Since then, I do not have a true picture on my node because I am only on some of the satellites. However, I believe the ratio to still be around the same, looking at the forums and also a discussion I had on a discord group.

Some additional points

  1. It takes time to get vetted. You won’t get a lot if data during this period. I am sure this only took me a couple of weeks but the latest I’ve read is that it currently takes a couple of months.
  2. If it were not for the fact that I Gracefully Exited some of the satellites, there would be significantly more still held back. A percentage is held in escrow. *Correction* The percentage held back starts at 75% and decreases by 25% every 3 months. (Half of this rolled forward amount is returned after 15months). When you Gracefully Exit, you get your held escrow amount back from that satellite. The default minimum period is 15 months before you can Gracefully Exit, it is temporarily reduced to 6 months, so all this was another reason I chose to Gracefully Exit some satellites. Additionally, for each new satellite, your count starts from zero to when you are able to GE.
  3. One of my Graceful Exits failed. As I stated, I have not investigated as the amount was small. Others in the forums have had to produce all sorts of logs to try to investigate when this happened to them. The general consensus last time I looked was that Graceful Exit is still not a risk-free procedure.
  4. Storj payments are monthly and via it’s ERC20 Storj token. Three times since mid 2020, Storj have changed the rules regarding disbursements, mainly because of high ETH gas fees. Many people falling below their threshold (including my December payment) are rolled forward indefinitely until the threshold is met. This is particularly detrimental to those who considered committing a relatively small amount of storage.

Summary

Although both platforms offer an opportunity for people with spare storage to earn some money from it, neither platform gives me the confidence that it could turn a profit long-term. However, they still remain viable for spare existing storage.

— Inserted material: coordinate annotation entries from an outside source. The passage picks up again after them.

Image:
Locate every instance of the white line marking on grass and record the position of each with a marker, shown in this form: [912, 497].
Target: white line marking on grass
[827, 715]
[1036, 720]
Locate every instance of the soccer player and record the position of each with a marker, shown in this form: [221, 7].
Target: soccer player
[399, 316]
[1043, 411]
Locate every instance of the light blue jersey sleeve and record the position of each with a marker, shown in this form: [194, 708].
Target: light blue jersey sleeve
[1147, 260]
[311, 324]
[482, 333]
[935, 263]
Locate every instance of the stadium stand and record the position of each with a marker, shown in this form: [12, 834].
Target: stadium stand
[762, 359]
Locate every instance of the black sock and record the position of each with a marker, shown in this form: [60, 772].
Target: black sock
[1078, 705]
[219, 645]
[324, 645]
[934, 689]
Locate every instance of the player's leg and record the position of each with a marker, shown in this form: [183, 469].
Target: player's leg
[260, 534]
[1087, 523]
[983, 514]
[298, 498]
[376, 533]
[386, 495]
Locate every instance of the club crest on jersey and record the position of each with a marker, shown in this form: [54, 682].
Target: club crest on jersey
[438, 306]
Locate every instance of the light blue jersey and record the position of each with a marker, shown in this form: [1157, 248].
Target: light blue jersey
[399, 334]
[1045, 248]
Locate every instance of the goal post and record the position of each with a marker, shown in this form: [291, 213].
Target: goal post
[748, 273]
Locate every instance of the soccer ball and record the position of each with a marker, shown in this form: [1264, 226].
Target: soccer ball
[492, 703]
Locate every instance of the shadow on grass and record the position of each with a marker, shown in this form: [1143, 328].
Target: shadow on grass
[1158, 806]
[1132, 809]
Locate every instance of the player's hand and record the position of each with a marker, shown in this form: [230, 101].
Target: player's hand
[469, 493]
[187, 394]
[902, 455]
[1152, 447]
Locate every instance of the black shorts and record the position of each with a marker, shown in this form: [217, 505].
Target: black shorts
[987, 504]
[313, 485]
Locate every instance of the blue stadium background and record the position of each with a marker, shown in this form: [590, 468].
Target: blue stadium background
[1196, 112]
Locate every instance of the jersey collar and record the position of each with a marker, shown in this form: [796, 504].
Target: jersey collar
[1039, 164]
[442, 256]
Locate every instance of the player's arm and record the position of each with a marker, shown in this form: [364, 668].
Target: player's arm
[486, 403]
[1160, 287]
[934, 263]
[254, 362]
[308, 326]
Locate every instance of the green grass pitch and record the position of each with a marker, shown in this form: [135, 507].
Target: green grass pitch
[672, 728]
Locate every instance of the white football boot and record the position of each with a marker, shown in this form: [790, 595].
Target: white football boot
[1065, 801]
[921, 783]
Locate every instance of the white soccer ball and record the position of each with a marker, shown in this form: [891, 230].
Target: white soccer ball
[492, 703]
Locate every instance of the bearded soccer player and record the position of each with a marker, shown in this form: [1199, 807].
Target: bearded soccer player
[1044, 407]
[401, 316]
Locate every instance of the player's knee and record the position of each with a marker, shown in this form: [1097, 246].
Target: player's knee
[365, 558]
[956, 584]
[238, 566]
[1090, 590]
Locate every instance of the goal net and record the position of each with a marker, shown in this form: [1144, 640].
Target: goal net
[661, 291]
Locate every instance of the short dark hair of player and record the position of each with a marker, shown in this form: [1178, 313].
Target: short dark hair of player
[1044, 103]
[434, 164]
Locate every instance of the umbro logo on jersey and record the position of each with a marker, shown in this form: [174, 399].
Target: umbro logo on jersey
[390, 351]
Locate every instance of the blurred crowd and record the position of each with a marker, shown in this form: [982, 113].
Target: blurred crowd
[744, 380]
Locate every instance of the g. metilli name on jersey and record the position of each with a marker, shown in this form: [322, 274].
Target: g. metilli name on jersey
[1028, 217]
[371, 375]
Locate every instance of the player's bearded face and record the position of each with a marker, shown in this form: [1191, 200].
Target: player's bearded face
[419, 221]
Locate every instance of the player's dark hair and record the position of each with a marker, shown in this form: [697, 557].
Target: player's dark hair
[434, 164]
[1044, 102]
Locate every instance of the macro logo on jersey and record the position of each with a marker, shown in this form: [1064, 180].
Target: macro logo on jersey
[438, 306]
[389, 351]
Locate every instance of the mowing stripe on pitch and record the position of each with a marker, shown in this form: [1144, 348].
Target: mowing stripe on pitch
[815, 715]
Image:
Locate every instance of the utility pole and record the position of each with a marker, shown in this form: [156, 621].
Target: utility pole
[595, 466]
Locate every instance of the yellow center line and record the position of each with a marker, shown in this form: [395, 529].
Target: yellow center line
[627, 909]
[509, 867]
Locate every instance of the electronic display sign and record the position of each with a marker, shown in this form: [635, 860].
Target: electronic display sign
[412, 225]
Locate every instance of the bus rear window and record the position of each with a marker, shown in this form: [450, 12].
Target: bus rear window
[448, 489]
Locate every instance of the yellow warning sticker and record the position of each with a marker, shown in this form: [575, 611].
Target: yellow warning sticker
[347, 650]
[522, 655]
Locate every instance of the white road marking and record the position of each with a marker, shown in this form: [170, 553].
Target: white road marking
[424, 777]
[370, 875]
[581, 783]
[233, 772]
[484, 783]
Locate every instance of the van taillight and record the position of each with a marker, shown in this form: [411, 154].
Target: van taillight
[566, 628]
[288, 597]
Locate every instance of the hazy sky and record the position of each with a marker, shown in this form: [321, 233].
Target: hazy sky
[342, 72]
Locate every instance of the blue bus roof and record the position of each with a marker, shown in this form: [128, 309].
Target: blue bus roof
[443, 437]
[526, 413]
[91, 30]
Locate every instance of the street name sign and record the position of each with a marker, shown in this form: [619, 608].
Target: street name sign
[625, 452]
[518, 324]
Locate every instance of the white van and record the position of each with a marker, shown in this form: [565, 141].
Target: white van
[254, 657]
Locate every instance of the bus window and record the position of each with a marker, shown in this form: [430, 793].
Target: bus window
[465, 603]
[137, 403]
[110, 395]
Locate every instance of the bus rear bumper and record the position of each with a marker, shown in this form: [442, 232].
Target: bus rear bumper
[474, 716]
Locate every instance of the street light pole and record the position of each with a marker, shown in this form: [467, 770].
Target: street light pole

Most would not argue with this about Sia, as it has always maintained not to invest in new hardware as that would likely never turn a profit.

However, I suspect that some Storj providers may argue that they are happy with the income that their host(s) generate. I would ask them to reconsider in light of the following:-

  • As described above, test data rate is completely unsustainable.
  • Surge Payments also give a false impression of real income.
  • Hard Disks are obviously the most reliable when new. When disks start failing and potentially held escrow funds are forefeit, will it still work out worthwhile? (Storj is very tolerant of downtime but intolerant of Data Integrity Failure.)

Conclusion

These two platforms have failed to realize the full potential of distributed storage. By not having sensible measures to ensure and reward high quality hosts, high EC ratios have been required to offset the host churn and no efficiency has been gained over typical DC triplication of data.

Sia, due to longstanding, unfixed errors and Storj due to a lack of transparency have failed their loyal followers, many of whom run hosts much more for the community than for any hope of ever turning a profit.

Fortunately, there is an alternative.

High quality hosts are welcome to consider joining the 0chain network.

Through true decentralization with high efficiency and advanced protocols, hosts can expect a reward that reflects their true performance on the network.

Poor quality hosts need not apply.

Footnote

Please read my previous article comparing various Distributed Storage platforms if you haven’t already for further key differences between these platforms.

No doubt I will be criticised and accused of writing this solely for benefit of 0chain. I did all this research off my own back and was not paid anything for it.

The reason I conclude that 0chain is better is for reasons described. I believe that 0chain protocols and tokenomics are so much more efficient than either Storj or Sia, and that’s not even mentioning other superior technology like private sharing through Proxy Re-Encryption.

I welcome feedback and will publish corrections if I have stated anything shown to be inaccurate, but please stick to facts and not misplaced loyalty in an inferior technology.